Monday, 3 September 2012

Screen-Scraping in C# using LINQPad and HTML Agility Pack

I am a big fan of LINQPad for prototyping small bits of code, but every now and then you find you need to reference another library. LINQPad, does allow this by editing the Query Properties and adding a reference to a dll in the GAC or at a specific path. But the new LINQPad beta release makes life even easier by allowing you to reference NuGet packages.

I recently wanted to do a simple bit of screen-scraping, to extract the results from a web page containing football scores. By examining the HTML with FireBug I was quickly able to see that each month’s fixtures were in a series of tables each with a header row and then one row per result. The HTML looked something like this:

<table class="fixtures" width="502" border="0">
<tbody>
    <tr class="fixture-header">
        <th class="first" scope="col" colspan="6">November</th>
        <th class="goals-for" title="Goals For" scope="col">F</th>
        <th class="goals-against" title="Goals Against" scope="col">A</th>
        <th class="tv-channel" scope="col">
        <th class="last" scope="col"> </th>
    </tr>
    <tr class="home">
        <td class="first ">04</td>
        <td class="month"> Wed </td>
        <td class="fixture-icon">
        <td class="competition">UEFA Champions League</td>
        <td class="home-away">H</td>
        <td class="bold opposition ">
        <td class="goals-for"> 4 </td>
        <td class="goals-against"> 1 </td>
        <td class="tv-channel"> </td>
        <td class="menu-button" valign="middle">
    </tr>

To be able to navigate around HTML in .NET, by far the best library I have found is the HTML Agility Pack. Adding this to your LINQPad Query is very simple with the new beta. Press F4 to bring up Query Properties, then click Add NuGet, find the Html Agility Pack in the list and click Add To Query.

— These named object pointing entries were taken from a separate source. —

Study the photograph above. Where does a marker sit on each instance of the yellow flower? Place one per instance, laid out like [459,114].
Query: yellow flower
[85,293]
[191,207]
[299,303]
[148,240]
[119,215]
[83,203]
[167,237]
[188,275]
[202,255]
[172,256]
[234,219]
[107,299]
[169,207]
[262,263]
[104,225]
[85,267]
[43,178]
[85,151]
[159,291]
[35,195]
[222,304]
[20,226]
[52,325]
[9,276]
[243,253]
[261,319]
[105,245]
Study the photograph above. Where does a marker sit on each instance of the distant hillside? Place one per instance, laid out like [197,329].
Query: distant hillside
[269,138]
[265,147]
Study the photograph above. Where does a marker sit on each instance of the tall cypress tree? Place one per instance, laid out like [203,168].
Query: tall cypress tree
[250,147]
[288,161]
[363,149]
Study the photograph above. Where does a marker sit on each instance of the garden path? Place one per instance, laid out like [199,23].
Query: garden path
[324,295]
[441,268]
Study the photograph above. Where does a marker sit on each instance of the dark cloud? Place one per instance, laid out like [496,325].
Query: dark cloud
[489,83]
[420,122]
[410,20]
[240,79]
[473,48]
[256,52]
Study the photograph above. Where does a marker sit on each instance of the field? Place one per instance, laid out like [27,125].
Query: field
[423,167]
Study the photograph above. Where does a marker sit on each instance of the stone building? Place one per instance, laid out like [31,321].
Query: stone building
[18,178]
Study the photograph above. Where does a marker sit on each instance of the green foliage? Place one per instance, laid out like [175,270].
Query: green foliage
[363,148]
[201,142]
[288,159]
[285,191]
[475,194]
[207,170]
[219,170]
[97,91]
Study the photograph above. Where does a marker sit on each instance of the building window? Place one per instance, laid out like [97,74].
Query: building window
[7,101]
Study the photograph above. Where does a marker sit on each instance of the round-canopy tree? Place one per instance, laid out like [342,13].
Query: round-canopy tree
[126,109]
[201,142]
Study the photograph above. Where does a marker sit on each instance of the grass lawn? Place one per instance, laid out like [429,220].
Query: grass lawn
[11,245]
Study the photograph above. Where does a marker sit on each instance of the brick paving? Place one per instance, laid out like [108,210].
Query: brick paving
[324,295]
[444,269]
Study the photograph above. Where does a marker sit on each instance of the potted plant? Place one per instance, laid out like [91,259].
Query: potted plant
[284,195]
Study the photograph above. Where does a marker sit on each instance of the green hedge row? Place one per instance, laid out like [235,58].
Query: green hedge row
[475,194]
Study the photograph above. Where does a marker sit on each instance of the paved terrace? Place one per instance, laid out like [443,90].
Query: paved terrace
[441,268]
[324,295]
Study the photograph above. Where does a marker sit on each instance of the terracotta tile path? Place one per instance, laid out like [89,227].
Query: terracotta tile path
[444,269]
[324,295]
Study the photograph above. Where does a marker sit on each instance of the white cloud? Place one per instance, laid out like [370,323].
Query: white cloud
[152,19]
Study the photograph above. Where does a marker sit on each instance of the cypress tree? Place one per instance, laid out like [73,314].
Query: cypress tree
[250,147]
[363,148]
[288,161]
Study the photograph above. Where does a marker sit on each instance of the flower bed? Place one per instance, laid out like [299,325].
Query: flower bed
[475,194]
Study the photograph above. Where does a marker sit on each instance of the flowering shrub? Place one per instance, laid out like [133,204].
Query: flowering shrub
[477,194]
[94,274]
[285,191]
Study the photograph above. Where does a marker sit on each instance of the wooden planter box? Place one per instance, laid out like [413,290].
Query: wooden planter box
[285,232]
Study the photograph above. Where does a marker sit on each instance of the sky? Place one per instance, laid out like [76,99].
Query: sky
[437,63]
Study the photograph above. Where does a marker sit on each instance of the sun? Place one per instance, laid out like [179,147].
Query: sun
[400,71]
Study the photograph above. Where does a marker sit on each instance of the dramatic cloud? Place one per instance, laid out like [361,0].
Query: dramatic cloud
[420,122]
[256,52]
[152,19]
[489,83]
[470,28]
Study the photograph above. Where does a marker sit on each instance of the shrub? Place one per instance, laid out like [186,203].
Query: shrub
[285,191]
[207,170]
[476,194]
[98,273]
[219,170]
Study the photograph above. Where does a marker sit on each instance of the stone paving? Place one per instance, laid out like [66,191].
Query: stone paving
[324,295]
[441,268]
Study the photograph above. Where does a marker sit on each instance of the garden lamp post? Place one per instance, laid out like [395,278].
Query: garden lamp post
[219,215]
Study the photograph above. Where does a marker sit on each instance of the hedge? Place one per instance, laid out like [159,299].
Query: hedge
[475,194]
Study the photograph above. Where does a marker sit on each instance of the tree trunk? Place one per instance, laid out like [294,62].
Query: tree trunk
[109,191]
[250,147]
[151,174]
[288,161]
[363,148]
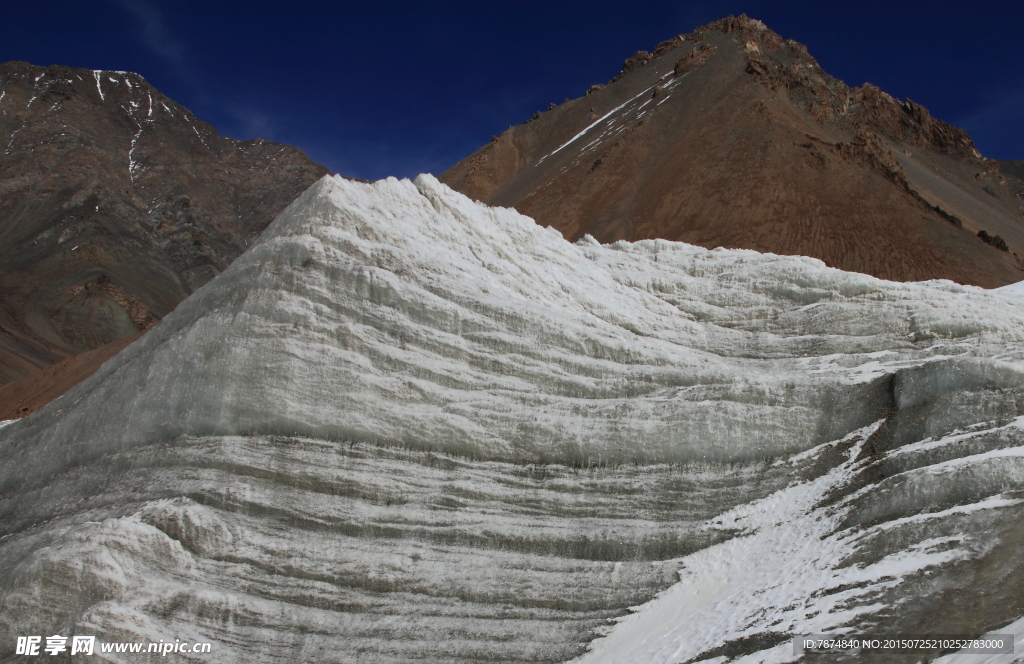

Now we are ready to load the document and find all the tables with the class of “fixtures”. You can use a special XPath syntax to do this in one step:

var web = new HtmlAgilityPack.HtmlWeb();
var doc = web.Load("http://www.arsenal.com/fixtures/fixtures-reports?season=2009-2010&x=11&y=15");
foreach(var fixturesTable in doc.DocumentNode.SelectNodes("//table[@class='fixtures']"))
{
    // ...
}

Having got each fixture table, I then ignore the top row (which has a class of “fixture-header”), and use the classes on each of the table columns to pull out the information I am interested in. Finally, I use the handy Dump extension method in LINQPad to output my information to the results window:

foreach(var fixture in fixturesTable.SelectNodes("tr"))
{
    var fixtureClass = fixture.Attributes["class"];
    // header rows have class of fixture-header
    if(fixtureClass == null || !fixtureClass.Value.Contains("fixture-header"))
    {
        var day = fixture.SelectSingleNode("td[@class='first ']").InnerText.Trim();
        var month = fixture.SelectSingleNode("td[@class='month']").InnerText.Trim();
        var venue = fixture.SelectSingleNode("td[@class='home-away']").InnerText.Trim();
        var oppositionNode = fixture.SelectNodes("td").FirstOrDefault(n => n.Attributes["class"].Value.Contains("opposition"));
        var opposition = oppositionNode.SelectSingleNode("a").InnerText.Trim();
        var matchReportUrl = oppositionNode.SelectSingleNode("a").Attributes["href"].Value.Trim();
        var goalsFor = fixture.SelectSingleNode("td[@class='goals-for']").InnerText.Trim();
        var goalsAgainst = fixture.SelectSingleNode("td[@class='goals-against']").InnerText.Trim();
        string.Format("{0} {1} {2} {3} {4}-{5}", day, month, venue, opposition, goalsFor, goalsAgainst).Dump();
    }
}

This gives me the data I am after, and from here it is easy to convert it into any other format I want such as XML or insert it into a database (something that LINQPad also makes very easy).

04 Sun H Blackburn Rovers 6-2
17 Sat H Birmingham City 3-1
20 Tue A AZ Alkmaar 1-1
25 Sun A West Ham United 2-2
28 Wed H Liverpool 2-1
31 Sat H Tottenham Hotspur 3-0
04 Wed H AZ Alkmaar 4-1
07 Sat A Wolverhampton W. 4-1

And the really nice thing about using LINQPad for this rather than creating a Visual Studio project is that the entire thing is stored in a single compact .linq file without all the extraneous noise of sln, csproj, AssemblyInfo files etc.

2 comments:

Anonymous said...

Hey, can u help me with your example? Im trying to repeat your project, but i have a problem with:

ar doc = web.Load

Error 1 'HtmlAgilityPack.HtmlWeb' does not contain a definition for 'Load' and no extension method 'Load' accepting a first argument of type 'HtmlAgilityPack.HtmlWeb' could be found (are you missing a using directive or an assembly reference?)


Can your help me with this?

Unknown said...

it ought to work. Are you sure you referenced the latest HTML Agility Pack?